5% on suds sales would go to health programs

*By John J. Monahan TELEGRAM & GAZETTE STAFF
[email protected]
*

*58 comments* | Add a comment

*BOSTON - *Many governors and some legislators have tried for decades to put a state sales tax on one of the most popular products in Massachusetts, only to fail.

Gov. Deval L. Patrick will put history to the test in the coming weeks, pressing for urgent action on a plan to slap a new 5 percent sales tax on beer.

It is one of a number of products judged unhealthful by the administration and targeted for new "wellness" sales taxes.

Mr. Patrick has proposed expanding the tax to all alcoholic beverages and soda as well as sweetened soft drinks and candy beginning April 1, with most of the proceeds dedicated to related health programs.

While the state Legislature has yet to hold hearings on the proposal, the governor is counting on quick passage in the House and Senate as part of his plan to close a multibillion-dollar budget gap that has caused cutbacks in local aid, state job freezes and emergency spending cuts.

Lawmakers rejected proposals for similar new taxes on alcohol in 2001 and in 2003.

The governor is hoping the new tax on unhealthful foods and drinks will bring in $25 million in the last quarter of this fiscal year, and about $150 million in fiscal 2010 - almost as much as last year's $1-per -pack hike in state cigarette taxes.

John Stasiowski, president of the Beer Distributors of Massachusetts, said his group is opposed and argues the new taxes will cost hundreds of wholesale and retail jobs in the beer-selling business, drive more people to shop in New Hampshire to avoid the taxes and hit households with lower incomes unfairly. "The Worcester area loses a lot of sales to New Hampshire already," he said.

"Raising taxes on a consumable product in these economic times is just wrongheaded," Mr. Stasiowski said. "We are going to work with members to convince the Legislature this is a bad idea."

Also questioning the benefit is state Rep. John J. Binienda, D-Worcester, who for years has complained about the millions in tax revenues the state loses to shoppers crossing the state line.

"We've got to do something to keep our people from going to New Hampshire. The more things we put a tax on, the more reason they have to go to New Hampshire," Mr. Binienda said, pointing to the state cigarette tax as the latest motivator and predicting a hike in the state gas tax also would drive more Bay Staters to fill up across state lines.

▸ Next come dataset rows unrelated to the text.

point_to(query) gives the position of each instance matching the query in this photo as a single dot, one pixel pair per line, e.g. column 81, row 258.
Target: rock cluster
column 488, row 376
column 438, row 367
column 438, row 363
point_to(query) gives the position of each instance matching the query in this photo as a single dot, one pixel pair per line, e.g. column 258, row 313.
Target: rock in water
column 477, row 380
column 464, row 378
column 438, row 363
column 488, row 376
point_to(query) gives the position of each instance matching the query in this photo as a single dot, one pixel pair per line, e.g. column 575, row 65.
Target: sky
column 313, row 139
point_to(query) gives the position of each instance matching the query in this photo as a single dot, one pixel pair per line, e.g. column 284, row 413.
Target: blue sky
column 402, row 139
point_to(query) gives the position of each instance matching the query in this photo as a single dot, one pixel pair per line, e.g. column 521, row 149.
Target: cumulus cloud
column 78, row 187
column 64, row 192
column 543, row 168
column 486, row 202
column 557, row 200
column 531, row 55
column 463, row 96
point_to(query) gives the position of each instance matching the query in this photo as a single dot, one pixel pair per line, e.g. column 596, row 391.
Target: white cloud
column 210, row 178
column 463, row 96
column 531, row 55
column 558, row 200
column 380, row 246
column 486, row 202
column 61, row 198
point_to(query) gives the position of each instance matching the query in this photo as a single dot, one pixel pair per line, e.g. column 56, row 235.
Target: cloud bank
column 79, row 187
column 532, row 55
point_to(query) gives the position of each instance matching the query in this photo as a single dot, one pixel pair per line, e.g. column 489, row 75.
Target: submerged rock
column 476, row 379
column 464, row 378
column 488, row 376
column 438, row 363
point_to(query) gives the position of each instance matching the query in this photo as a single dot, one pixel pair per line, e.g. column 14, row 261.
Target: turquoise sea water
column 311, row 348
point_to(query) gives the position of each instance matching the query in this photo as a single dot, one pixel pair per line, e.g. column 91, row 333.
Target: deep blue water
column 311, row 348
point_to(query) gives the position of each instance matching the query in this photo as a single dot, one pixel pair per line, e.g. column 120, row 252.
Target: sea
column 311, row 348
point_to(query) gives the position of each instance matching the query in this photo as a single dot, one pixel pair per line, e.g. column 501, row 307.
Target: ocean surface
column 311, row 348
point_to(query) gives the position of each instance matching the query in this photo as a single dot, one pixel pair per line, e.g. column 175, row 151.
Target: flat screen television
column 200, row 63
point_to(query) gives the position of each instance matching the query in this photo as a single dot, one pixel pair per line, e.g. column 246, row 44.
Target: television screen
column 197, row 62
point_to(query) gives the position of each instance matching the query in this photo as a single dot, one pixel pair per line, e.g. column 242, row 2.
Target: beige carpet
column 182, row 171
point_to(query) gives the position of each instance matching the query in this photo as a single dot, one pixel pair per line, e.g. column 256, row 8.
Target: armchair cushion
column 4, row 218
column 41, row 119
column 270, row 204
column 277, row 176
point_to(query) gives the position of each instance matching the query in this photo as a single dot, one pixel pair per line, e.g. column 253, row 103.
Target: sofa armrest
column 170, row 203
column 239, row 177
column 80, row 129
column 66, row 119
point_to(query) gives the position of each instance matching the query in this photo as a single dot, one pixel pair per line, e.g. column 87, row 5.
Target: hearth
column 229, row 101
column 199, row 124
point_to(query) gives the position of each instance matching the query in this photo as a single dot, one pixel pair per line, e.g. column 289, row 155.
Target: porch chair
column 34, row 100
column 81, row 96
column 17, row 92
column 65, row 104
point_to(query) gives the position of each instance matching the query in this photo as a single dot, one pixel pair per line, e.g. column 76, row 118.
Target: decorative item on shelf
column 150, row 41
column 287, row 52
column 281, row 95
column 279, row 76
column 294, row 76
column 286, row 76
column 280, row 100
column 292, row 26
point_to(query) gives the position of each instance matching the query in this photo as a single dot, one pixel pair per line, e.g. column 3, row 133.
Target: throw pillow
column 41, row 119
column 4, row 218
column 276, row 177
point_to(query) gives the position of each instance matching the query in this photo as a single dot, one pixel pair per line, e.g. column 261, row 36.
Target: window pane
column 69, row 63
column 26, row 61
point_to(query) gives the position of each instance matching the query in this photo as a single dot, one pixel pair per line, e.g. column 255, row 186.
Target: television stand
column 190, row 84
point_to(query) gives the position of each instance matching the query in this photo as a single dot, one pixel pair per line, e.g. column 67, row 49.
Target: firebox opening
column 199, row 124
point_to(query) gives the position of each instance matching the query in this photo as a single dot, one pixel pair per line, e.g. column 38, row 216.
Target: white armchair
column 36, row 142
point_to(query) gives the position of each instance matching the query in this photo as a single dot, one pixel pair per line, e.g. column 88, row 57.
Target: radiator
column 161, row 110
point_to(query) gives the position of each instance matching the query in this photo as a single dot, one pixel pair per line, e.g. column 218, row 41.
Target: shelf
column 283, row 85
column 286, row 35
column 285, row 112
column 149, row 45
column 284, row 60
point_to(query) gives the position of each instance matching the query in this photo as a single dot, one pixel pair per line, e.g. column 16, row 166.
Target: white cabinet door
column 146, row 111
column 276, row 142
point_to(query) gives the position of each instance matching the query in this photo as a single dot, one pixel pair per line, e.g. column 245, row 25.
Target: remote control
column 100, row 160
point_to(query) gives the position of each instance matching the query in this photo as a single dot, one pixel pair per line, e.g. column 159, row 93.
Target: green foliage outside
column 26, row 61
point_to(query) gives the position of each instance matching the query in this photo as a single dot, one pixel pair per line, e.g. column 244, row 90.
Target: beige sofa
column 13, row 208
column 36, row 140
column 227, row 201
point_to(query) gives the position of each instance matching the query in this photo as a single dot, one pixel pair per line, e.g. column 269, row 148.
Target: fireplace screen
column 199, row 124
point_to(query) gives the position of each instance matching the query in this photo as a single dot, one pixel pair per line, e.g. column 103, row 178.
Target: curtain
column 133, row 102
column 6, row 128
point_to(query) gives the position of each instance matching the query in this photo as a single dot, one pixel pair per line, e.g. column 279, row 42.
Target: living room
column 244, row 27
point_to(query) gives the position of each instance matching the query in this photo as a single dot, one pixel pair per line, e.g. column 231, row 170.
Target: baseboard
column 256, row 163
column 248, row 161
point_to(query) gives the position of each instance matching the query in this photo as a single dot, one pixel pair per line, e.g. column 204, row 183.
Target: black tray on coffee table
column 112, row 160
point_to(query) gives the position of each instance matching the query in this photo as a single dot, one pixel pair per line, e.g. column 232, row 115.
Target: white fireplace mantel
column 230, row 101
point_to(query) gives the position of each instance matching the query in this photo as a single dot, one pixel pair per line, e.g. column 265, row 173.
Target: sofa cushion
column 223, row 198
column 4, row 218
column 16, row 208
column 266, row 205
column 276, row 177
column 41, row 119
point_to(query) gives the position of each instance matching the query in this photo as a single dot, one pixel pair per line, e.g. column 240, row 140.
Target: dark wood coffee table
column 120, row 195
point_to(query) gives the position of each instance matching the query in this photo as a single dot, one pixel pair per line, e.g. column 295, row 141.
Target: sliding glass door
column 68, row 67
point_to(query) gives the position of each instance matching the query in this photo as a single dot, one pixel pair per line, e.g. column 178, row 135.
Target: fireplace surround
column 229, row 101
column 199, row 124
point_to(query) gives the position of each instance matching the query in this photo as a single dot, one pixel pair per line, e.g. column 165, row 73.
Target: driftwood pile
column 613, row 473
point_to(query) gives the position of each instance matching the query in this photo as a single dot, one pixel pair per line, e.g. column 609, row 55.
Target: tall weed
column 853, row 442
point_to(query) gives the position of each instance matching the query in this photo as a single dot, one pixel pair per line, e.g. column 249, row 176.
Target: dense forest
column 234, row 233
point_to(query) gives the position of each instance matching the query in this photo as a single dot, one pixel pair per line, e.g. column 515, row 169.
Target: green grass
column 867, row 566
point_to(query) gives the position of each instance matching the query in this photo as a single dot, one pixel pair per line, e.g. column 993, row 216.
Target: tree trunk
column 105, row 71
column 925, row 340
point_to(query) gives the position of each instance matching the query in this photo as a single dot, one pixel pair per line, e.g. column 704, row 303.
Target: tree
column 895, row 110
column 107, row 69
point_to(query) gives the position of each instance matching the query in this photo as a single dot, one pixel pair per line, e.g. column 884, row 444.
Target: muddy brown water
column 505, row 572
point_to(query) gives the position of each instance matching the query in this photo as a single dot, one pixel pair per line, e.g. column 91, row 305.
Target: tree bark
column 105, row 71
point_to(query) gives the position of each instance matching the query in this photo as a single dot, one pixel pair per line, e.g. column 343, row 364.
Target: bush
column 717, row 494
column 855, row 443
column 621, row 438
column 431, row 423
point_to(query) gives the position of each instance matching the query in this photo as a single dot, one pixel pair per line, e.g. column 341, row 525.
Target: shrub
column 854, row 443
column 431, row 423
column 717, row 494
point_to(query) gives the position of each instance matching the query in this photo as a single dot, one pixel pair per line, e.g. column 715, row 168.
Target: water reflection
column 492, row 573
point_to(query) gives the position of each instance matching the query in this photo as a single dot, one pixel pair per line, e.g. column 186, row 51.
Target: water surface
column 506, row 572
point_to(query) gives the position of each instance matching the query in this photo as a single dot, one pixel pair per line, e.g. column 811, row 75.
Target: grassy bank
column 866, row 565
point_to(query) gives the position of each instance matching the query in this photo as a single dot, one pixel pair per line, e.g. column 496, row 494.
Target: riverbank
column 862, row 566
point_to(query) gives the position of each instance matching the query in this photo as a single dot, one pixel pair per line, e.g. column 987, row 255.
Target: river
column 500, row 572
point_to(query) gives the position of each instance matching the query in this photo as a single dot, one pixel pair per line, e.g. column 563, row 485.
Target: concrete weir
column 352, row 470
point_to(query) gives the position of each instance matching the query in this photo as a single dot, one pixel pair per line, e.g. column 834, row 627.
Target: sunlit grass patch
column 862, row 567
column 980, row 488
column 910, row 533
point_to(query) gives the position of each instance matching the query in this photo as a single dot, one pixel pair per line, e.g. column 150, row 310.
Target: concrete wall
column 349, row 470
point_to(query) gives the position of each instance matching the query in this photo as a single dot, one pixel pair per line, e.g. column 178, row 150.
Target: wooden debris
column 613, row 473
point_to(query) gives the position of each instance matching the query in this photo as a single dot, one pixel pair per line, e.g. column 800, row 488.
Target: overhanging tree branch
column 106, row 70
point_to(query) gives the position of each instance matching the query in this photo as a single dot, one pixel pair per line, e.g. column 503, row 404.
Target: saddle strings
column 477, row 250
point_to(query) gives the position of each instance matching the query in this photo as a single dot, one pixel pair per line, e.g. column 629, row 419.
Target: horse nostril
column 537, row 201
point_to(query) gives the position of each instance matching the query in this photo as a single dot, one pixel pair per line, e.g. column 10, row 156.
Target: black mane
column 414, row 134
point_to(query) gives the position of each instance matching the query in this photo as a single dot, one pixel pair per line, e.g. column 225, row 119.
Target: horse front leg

"I'm not for raising any of these taxes. I am for getting what we deserve," he said, calling for new tolls at the New Hampshire border and re-installation of tolls at the New York border and first six exits of the Massachusetts Turnpike, now toll-free for passenger cars.

The governor's budget policy document backing up the sales tax expansion cites health problems, from obesity to addiction, caused by sweetened drinks, candy and alcohol. It states that more than 85 percent of the revenues would go to alcohol, drug and cigarette addiction programs, as well as "wellness programs" for violence and sexual assault prevention, and child health programs. Moreover, the tax would help break unhealthful habits, they said.

"These are very difficult economic times. We understand that, but if we are going to provide the services people need we have to find a way to pay for them," said Lt. Gov. Timothy P. Murray. "Because we think there is a correlation between addiction and alcohol-related costs and health care system costs, we think there is a logic to dedicating that revenue to these programs.

"I like a beer as much as anybody, but we know these things are factors in driving up health care costs," he added.

Taxing alcohol "can have a profound effect on reducing harmful alcohol use and its consequences, particularly by underage drinkers," the administration asserted, summarizing findings of a study of addiction problems by the Massachusetts Coalition for Addiction Services.

Numerous studies show youths are very sensitive to even small price increases, the administration said, holding out hope the tax would reduce underage drinking and delay the first use of alcohol by some teenagers.

As for candy and soda, the administration said, childhood obesity is a critical public health problem in Massachusetts with half the adults and one in three high school children overweight or obese. Meanwhile, type 2 diabetes adds $3.4 billion in medical costs in the state each year.

The sales tax on soda and candy, the administration said, "is a critical first step in discouraging the consumption of these empty calories."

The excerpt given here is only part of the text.